Выбрать главу

Отчего я вспоминаю об этом человеке? Оттого, что и он, и его совсем не обычное училище, и близкие друзья по техникуму (я бы их назвал фанатиками новаторства) сыграли в моей жизни такую же важную роль, как тот моряк-комиссар Драгун, как бойцы 6‑й армии под Архангельском, как мой учитель Алексей Гемп: они вели меня в «сегодня», вели к пониманию примечательных событий нашего времени.

Разрешите же хоть бегло рассказать о том, как, к счастью для театра, я все-таки не стал актером. Как ни странно, я (и советский театр) обязан этим волшебнику театральной педагогики, эрудиту и новатору в своей области Владимиру Владимировичу Сладкопевцеву. Отчего же мой учитель, влюбленный в театр, в конце концов помог мне отдалиться от театра, найти иную дорогу в жизнь? Это произошло потому, что профессор Сладкопевцев был человеком необычайно широких знаний, интересов и увлечений. Преданность искусству театра совмещалась у него с увлечением философией, психологией, тайнами литературного мастерства, такими, новыми тогда, направлениями, как биомеханика или научная организация труда.

Занятия в училище Сладкопевцева дали мне, пожалуй, больше, чем мог дать университет. Это сказано совсем не в обиду университетам.

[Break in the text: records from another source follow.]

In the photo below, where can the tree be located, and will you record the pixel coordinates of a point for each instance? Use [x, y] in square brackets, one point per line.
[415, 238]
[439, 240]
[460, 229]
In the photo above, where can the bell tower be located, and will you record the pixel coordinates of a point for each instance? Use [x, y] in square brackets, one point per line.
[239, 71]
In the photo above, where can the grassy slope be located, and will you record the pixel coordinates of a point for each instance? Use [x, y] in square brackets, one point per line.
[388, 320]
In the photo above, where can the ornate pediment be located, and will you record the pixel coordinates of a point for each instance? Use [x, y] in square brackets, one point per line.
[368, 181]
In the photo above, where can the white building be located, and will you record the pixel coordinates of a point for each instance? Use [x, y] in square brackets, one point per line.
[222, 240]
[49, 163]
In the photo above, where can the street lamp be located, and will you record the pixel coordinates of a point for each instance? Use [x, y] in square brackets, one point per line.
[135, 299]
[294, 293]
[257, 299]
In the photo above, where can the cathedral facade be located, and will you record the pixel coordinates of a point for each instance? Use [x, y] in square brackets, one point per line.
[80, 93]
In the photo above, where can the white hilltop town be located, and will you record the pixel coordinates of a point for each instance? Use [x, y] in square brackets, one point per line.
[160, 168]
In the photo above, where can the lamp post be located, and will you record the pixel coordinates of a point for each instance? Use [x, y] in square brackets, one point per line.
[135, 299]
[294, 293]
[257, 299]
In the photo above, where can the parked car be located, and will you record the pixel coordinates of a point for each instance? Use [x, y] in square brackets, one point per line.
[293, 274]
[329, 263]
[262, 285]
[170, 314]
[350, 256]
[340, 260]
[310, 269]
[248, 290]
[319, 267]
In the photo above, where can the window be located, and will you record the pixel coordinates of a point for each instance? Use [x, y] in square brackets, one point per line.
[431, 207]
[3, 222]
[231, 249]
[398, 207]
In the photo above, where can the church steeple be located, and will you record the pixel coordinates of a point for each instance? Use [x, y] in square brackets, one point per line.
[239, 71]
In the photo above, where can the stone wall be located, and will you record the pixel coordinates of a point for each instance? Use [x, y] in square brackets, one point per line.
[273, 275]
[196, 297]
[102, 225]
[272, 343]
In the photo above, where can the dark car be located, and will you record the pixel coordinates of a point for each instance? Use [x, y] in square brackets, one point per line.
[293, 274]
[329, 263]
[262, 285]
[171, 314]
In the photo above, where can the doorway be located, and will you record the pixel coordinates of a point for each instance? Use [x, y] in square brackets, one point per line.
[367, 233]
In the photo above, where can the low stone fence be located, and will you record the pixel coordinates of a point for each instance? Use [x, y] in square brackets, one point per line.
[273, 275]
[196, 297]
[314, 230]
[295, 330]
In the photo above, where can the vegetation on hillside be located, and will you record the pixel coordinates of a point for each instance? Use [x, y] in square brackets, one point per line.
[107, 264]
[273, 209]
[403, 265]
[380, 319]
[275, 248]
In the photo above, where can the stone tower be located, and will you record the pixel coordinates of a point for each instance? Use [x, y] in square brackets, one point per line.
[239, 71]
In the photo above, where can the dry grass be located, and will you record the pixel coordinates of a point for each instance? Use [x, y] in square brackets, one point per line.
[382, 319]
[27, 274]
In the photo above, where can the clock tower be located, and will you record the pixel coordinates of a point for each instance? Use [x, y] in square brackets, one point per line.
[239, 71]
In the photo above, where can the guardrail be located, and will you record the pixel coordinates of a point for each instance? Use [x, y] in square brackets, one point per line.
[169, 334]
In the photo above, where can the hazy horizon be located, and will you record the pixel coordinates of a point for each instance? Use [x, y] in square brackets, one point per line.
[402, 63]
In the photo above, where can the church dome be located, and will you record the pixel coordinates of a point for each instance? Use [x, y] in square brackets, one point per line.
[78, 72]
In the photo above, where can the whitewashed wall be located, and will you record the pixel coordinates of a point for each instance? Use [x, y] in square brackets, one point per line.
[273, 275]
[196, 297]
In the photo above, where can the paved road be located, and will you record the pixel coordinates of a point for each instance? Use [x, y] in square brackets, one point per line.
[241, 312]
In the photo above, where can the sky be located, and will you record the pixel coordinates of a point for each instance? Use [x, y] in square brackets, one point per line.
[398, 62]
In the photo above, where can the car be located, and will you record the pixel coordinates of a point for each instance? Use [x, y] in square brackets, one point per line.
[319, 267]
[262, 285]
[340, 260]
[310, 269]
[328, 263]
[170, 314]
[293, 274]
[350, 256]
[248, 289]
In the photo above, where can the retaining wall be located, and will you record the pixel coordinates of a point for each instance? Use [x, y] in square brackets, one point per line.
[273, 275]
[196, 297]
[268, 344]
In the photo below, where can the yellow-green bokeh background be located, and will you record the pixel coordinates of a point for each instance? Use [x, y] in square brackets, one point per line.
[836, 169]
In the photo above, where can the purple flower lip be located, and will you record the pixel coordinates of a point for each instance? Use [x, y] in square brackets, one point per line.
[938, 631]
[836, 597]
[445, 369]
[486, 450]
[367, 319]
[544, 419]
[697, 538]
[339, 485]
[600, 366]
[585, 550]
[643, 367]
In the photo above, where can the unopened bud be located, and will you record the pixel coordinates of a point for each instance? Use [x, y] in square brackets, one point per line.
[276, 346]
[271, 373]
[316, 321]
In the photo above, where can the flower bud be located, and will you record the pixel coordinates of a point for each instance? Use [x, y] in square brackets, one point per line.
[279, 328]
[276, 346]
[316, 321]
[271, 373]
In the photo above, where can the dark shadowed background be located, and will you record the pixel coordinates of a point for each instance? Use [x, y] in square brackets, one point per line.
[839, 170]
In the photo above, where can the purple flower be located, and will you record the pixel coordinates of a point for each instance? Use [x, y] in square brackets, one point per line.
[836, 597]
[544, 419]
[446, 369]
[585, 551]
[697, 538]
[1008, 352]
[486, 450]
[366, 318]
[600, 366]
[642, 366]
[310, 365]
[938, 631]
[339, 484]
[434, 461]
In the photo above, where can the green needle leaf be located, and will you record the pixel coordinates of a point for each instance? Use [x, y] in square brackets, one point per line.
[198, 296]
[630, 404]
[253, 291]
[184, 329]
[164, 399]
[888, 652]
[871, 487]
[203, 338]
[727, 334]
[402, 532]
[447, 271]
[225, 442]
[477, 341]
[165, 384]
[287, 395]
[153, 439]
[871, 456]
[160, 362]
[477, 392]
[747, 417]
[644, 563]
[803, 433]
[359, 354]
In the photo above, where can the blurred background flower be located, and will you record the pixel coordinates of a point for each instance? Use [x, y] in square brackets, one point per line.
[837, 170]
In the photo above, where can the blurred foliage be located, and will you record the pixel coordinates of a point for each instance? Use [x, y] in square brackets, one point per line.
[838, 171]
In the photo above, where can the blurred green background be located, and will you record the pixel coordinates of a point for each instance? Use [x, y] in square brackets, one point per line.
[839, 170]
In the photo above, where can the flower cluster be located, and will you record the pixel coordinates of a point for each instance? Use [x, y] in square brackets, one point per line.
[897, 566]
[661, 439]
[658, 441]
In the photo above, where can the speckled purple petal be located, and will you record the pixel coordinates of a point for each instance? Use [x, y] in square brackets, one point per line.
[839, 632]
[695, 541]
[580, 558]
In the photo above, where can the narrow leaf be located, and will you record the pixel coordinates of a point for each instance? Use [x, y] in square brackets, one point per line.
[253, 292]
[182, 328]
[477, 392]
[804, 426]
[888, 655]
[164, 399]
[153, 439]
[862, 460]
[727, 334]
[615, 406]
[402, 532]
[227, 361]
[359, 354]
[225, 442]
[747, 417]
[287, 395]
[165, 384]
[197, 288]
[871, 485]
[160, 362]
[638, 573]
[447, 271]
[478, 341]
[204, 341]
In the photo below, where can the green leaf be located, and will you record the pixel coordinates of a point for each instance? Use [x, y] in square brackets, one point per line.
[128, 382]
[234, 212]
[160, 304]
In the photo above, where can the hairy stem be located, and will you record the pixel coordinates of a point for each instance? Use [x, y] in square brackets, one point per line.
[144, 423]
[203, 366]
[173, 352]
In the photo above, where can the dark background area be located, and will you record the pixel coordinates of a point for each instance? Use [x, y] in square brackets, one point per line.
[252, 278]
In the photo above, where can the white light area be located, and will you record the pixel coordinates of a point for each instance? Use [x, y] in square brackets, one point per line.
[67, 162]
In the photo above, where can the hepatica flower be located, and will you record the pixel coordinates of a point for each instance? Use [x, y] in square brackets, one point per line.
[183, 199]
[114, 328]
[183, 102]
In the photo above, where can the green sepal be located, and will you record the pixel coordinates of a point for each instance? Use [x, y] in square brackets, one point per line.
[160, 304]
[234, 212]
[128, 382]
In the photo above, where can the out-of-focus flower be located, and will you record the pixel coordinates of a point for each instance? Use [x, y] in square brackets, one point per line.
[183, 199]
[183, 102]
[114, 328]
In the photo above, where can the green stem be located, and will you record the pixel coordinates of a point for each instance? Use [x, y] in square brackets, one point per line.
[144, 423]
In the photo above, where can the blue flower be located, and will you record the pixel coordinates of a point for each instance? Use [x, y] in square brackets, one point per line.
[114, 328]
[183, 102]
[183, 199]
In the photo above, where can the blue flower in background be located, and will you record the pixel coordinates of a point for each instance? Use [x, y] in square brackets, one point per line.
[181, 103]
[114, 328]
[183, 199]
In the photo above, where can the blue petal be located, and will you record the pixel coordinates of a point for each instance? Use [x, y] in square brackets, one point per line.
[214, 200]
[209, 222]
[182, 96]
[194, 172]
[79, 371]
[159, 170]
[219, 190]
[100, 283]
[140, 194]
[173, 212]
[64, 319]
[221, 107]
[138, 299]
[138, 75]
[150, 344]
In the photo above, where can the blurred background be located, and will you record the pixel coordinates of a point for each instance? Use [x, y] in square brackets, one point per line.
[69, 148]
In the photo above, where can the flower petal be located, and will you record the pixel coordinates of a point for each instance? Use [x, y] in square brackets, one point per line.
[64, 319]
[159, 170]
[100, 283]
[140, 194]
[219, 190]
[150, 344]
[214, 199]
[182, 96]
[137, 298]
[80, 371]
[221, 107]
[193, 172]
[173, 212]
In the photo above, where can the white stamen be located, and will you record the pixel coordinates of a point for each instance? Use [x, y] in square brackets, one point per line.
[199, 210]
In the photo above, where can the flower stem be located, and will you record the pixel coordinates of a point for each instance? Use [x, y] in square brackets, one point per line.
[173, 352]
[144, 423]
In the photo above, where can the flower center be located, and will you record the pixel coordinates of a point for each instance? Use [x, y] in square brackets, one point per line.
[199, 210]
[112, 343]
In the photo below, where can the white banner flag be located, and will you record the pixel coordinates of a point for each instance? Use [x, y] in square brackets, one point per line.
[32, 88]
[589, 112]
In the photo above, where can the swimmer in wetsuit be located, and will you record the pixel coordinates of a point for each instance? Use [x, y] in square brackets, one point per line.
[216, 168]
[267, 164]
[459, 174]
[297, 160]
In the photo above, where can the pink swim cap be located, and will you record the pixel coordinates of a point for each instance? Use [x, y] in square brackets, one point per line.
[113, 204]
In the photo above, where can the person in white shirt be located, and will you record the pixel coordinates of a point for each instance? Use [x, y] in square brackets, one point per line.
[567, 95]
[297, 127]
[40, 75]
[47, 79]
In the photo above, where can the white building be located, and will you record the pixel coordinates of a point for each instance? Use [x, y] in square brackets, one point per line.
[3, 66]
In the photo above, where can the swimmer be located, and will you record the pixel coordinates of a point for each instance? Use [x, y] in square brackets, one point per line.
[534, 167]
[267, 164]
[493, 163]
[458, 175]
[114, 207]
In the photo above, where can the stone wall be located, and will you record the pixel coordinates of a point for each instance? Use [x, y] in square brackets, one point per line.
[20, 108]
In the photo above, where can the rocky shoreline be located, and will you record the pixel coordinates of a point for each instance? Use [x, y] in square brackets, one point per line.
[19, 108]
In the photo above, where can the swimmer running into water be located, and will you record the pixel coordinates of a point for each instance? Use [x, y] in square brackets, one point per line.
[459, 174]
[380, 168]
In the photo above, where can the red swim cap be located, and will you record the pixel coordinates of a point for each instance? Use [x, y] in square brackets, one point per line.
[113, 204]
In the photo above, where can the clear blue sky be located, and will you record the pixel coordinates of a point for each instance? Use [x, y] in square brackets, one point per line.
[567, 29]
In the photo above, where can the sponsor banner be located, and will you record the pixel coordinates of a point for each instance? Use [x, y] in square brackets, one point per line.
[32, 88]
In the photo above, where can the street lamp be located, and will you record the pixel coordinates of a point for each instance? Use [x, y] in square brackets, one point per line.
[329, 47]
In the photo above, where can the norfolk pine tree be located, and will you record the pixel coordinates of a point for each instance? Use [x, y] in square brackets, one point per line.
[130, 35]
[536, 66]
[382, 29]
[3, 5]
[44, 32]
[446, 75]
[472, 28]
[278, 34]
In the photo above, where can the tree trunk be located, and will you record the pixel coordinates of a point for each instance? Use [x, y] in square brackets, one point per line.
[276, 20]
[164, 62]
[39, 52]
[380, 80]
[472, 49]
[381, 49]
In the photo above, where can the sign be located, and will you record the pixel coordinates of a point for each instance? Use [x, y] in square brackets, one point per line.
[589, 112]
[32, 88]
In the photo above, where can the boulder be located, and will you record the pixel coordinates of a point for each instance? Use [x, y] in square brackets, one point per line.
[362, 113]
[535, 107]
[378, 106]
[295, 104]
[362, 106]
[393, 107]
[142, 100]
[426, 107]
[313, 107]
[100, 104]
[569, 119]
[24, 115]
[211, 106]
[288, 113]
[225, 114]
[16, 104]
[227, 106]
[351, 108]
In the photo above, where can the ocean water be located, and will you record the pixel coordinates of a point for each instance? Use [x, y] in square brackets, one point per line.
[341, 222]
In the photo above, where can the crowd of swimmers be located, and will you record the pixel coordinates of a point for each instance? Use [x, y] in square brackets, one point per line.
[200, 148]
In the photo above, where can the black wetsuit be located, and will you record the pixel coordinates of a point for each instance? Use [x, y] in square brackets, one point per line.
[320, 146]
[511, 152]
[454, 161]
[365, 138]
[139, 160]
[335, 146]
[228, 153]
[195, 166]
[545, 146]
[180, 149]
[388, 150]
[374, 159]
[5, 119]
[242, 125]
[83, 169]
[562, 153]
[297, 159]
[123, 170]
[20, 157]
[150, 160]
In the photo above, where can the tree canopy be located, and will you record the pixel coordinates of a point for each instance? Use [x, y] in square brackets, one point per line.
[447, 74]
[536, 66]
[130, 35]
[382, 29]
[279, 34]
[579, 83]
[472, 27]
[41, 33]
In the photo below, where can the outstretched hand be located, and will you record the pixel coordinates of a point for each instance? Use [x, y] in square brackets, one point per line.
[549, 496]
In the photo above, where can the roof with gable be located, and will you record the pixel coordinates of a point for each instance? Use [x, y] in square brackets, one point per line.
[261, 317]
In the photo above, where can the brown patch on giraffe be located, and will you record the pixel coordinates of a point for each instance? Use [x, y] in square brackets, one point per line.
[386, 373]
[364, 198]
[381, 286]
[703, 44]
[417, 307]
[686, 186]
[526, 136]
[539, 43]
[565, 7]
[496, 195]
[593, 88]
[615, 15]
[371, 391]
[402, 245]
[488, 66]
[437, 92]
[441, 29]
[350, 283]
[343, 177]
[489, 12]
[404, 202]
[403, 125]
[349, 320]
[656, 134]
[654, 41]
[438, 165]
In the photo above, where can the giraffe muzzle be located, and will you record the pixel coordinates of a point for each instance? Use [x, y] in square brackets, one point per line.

Просто именно со мной получилось так, что счастливые особенности сладкопевцевской школы дали возможность «найти себя», понять главное в себе, в поисках своей судьбы, опереться на бесконечное многообразие увлечений, исканий, переживаний, вызванных общением с талантливым учителем.

Но об этом коротко не расскажешь... Вспомню главное: с первого же курса, едва ли не с первой лекции Владимир Владимирович вызвал во многих из нас ощущение, сперва неясное, неосознанное, будто мы не ученики, а сотворцы учителя, не студенты, а мастера, от которых мир ждет творческих и самостоятельных свершений.

Сладкопевцев захватывал, зажигал нас неистовым новаторством Эйзенштейна, возвышенным реализмом Станиславского, чудом вахтанговских откровений в сфере истинной театральности, озарения таких рыцарей театра, как Марджанов...

Поразительно: Сладкопевцев был уже в летах. Как человек, как мастер он сложился еще до революции. Но право же, он был моложе нас всех, влюбленных в театр девчонок и мальчишек. Он был более эйзенштейновец, чем сам Эйзенштейн, более вахтанговец, чем сам Вахтангов... Биомеханика, НОТ на театре, трагическое через смешное, как у Чаплина, эксцентриада, пантомима, неожиданные, как вдруг блеснувшая мысль, эксперименты в часы ученических этюдов, — в эту атмосферу мы были вовлечены учителем. А ведь шел только 1923 год...

Он не был коммунистом. Вернее, он был коммунистом, но без партийного билета. Он никогда не злоупотреблял революционной фразой. Но и увлечение всем новым, революционным на театре, и постоянное возвращение к наставлениям о достоинстве и чести настоящего актера, и скромность его, и бескорыстие, и душевный огонь — все это было порождено влюбленностью в Революцию. Все это непременно передавалось нам.

В Баку познакомился я с инженером-нефтяником Семеном Борцем. Гражданская война... В хату Борца, где он жил с красноармейцами — двое из них были братьями, — в хату постучали с улицы. Семен Борц с двумя товарищами открыли дверь, третьего не было в хате, он вышел в штаб.

— Гуляем на деревне, — сказали со двора. — Поплясали бы с девчатами. Приглашаем!.. На суп с грибами...

Голос вошел в хату с морозным облаком и исчез вместе с ним. Голос был хриплый от холода, слова с трудом отдирались от замерзших губ.

Один из братьев, великий плясун и насмешник, встал с койки, где спал, накрывшись шинелью, оделся и ушел, виновато улыбаясь. Знал, что идти не нужно, опасно...

Другой брат все еще был в штабе.

Через час в хату постучали снова.

— Принимайте своего, — кричали со двора. — Поел, попил, поплясал!

Борц вышел с товарищем во двор. Никого не было. Стояла лошадь, запряженная в сани. Лицом к небу лежал в санях великий плясун. В лоб его вбита красноармейская звезда, солома и опилки торчат из распоротого живота.

Борц с товарищем вносят веселого парня в хату и кладут на то же место, откуда он встал, приглашенный на гулянку. Каждую минуту может войти его брат. Поверх головы они накрывают плясуна шинелью, садятся на свои места и молчат.

Приходит брат из штаба, бегает по избе, согревает ноги и болтает о фронтовых новостях.